You, my dear human, are essentially a bag of water held up against gravity by various wonders of physics, chemistry, and biology. Computers, on the other hand, tend to be square slab-like things with awkward angles and uncompromisingly hard corners. Making computers conform to human bodies–one important aspect of wearable technology–is tricky because most of the components in a computer really don’t like to bend in quite the same way as do, say, your clothes. Enter a wholly new type of rechargeable battery from scientists at the Advanced Institute of Science and Technology (KAIST) in South Korea. It’s not just bendy…it’s actually ultra-flexible.
Battery chemistry actually often relies on fairly squishy materials–something you’ll know if an AA cell has ever leaked on you or you’ve prodded a lithium cell inside a laptop. Yet key parts of traditional batteries just aren’t flexible, typically including things like the electrodes. Innovations have been made in creating slightly flexible battery tech that’s an evolution of existing designs, with LG’s clever system in the news recently.
But the Korean team didn’t take this approach and instead thought sideways about what material you could make a lithium battery out of. Amazingly they settled on, actually, material–technically polyester yarn, the kind of stuff you’d probably find in a good portion of your clothing.
To turn polyester into a system capable of enabling current flow inside a lithium-ion cell, the team coated the yarn’s fibers with nickel to create the current collector and then with polyurethane to create electrodes. The material is capable of being laid down in wide but shallow layers, including separators to keep the electrical parts from short-circuiting. Sealing the layers together like this and including conductive thread to give the current some wires to flow in leads to a very flexible battery that’s actually based on textiles–meaning it could be sewn into clothing in the same way you’d apply a leather patch.
And lest you think this tech just couldn’t work, the team’s battery survived a torture-folding test of over 5,500 deep fold-unfold cycles and still retained nearly 92% of its charge-holding capacity.
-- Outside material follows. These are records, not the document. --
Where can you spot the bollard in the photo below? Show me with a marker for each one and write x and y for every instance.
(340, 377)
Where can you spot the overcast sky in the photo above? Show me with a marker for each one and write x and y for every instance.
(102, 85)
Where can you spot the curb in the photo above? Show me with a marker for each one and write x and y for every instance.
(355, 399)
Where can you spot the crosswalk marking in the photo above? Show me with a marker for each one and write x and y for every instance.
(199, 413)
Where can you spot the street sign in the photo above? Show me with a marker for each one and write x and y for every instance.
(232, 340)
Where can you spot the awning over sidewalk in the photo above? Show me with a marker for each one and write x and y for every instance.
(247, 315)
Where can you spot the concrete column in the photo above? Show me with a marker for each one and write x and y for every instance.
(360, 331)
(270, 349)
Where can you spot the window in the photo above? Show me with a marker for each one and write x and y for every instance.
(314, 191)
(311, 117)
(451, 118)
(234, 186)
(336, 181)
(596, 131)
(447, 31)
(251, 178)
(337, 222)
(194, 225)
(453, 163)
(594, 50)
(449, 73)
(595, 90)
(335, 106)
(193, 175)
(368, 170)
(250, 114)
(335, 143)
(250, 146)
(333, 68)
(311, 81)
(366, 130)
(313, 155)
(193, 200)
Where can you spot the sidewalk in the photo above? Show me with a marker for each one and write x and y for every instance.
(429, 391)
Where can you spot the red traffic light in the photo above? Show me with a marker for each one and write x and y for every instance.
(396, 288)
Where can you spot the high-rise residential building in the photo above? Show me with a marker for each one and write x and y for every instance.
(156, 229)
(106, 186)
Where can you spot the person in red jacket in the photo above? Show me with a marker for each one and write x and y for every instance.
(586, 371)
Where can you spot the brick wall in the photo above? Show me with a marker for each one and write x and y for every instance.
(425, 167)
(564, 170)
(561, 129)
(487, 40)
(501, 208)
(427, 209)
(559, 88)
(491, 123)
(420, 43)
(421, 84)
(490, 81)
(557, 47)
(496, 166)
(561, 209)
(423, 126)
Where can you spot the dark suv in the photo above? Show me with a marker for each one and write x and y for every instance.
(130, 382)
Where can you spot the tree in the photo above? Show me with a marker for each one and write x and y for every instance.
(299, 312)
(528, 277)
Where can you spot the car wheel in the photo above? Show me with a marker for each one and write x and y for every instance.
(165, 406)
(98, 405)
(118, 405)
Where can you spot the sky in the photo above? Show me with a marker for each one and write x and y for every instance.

Even more interesting is the fact that the experimental battery they made had a capacity of just 13 mAh (the iPhone 5S for comparison has a 1560 mAh unit). But because the structure of the battery is–unlike most cells–very adjustable in the manufacturing process by simply weaving it differently, it’s easy to bump up the capacity.
As a final show-off the KAIST team also demonstrated that the cell was compatible with a flexible solar cell, so theoretically it could be easy to make a wearable digital computer that had a fully flexible battery powered by an external solar cell.
That wearable jacket computer you’ve been fantasizing about just got a lot more plausible.